One of those was the grand farewell to Dean Lewington, who at age 40 has opted to hang up his boots and means that next season will be the strange new world that is a Dons without Dean, who’d played in every campaign since the formation of the club in 2004. Such was the affection shown his way in his final home game that many appreciate the gravity of such a scene change.
Going forward, Warne’s task will now be to mould what he has into something better. There are certainly players with potential to launch a promotion push, and indeed players who can call upon the experience they previously showed in promotions with others, so transfer work will presumably be underway to find those who can elevate the squad to the next level.
It looks as though Warne’s philosophy will move on from the pass-heavy MK Way philosophy, which many MK Dons fans seem perfectly content with given how that approach seemed to break down this season.
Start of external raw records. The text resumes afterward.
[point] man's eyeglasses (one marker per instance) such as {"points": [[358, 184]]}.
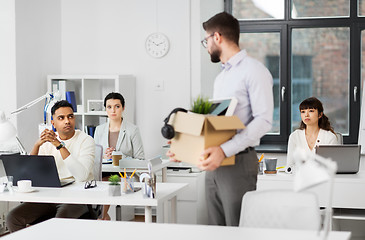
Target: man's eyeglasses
{"points": [[90, 184], [205, 40]]}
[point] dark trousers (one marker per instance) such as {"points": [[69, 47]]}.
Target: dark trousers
{"points": [[226, 186], [31, 213]]}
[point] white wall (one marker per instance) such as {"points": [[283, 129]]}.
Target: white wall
{"points": [[108, 37], [38, 38], [7, 57]]}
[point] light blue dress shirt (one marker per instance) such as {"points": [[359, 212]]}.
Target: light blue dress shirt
{"points": [[248, 80]]}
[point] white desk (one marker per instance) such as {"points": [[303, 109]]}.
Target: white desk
{"points": [[163, 166], [348, 188], [61, 229], [76, 194]]}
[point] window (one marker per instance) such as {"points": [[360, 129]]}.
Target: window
{"points": [[311, 48]]}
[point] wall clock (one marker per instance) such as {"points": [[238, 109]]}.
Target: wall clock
{"points": [[157, 45]]}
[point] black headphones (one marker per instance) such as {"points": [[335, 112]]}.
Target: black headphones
{"points": [[167, 130]]}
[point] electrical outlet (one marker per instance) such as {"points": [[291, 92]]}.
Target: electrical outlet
{"points": [[159, 85]]}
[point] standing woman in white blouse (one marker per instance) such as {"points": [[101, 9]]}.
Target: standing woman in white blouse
{"points": [[117, 134], [315, 129]]}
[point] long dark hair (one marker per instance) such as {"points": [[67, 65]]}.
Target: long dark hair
{"points": [[314, 103]]}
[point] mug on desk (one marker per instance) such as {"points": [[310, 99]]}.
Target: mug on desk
{"points": [[24, 185], [270, 164], [116, 156]]}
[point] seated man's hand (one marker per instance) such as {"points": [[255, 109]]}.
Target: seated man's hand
{"points": [[211, 158], [108, 153], [48, 136]]}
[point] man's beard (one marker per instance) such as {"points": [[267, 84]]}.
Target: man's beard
{"points": [[215, 55]]}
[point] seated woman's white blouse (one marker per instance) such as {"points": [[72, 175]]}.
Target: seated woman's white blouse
{"points": [[297, 140]]}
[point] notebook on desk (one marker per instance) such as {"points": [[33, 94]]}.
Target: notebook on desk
{"points": [[347, 156], [41, 170]]}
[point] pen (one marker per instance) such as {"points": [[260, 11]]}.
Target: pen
{"points": [[262, 156], [133, 173]]}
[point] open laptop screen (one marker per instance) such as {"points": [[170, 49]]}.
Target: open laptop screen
{"points": [[41, 170]]}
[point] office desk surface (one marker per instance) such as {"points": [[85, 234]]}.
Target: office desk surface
{"points": [[348, 188], [60, 229], [75, 193], [110, 168]]}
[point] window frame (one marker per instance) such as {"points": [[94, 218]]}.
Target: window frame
{"points": [[355, 23]]}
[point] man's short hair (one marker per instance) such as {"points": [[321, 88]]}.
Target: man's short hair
{"points": [[114, 95], [225, 24], [59, 104]]}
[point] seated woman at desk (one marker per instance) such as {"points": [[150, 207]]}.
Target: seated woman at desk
{"points": [[315, 129], [117, 134]]}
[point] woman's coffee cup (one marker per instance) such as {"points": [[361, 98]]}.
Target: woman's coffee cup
{"points": [[116, 156], [24, 185]]}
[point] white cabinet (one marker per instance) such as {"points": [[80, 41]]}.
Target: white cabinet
{"points": [[191, 204], [93, 89]]}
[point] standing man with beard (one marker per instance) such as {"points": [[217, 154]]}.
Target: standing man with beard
{"points": [[251, 83]]}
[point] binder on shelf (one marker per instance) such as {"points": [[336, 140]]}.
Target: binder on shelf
{"points": [[70, 97], [62, 88], [90, 130]]}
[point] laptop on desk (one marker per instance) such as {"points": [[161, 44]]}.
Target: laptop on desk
{"points": [[41, 170], [346, 156]]}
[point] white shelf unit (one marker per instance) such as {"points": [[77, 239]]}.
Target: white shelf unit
{"points": [[95, 87]]}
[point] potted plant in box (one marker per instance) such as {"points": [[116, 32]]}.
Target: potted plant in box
{"points": [[201, 105], [114, 186]]}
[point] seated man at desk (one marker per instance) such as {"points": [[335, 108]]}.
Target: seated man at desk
{"points": [[74, 152]]}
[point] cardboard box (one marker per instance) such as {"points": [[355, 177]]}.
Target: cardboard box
{"points": [[196, 132]]}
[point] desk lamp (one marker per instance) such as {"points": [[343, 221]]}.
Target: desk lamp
{"points": [[313, 170], [7, 129]]}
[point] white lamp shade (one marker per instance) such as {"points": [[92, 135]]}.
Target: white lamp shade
{"points": [[7, 129]]}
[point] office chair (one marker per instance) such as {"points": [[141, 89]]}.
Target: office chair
{"points": [[95, 211], [280, 209]]}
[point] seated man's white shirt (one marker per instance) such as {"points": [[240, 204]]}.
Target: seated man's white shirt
{"points": [[79, 164], [297, 140]]}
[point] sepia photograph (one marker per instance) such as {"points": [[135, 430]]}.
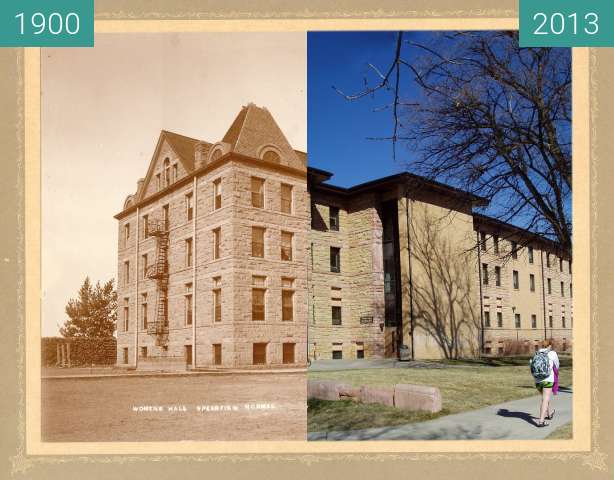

Several games seemed to fit a continual loop of MK Dons being unable to break down a low block and struggle to create chances, nevermind goals, so it makes sense that having run out of road, it’s time for something else.
If the 2024/25 season is anything, it’s that MK Dons at least avoided a total nadir in falling into the National League, with a Morecambe team beset by off-pitch problems and the aforementioned Carlisle sliding out instead.
If nothing else, MK Dons can be content the season cleared that low bar, but a ton of work is required to sculpt a squad that can be competitive at the other end of the table and prove lessons have been learned from what we’ve just seen them do.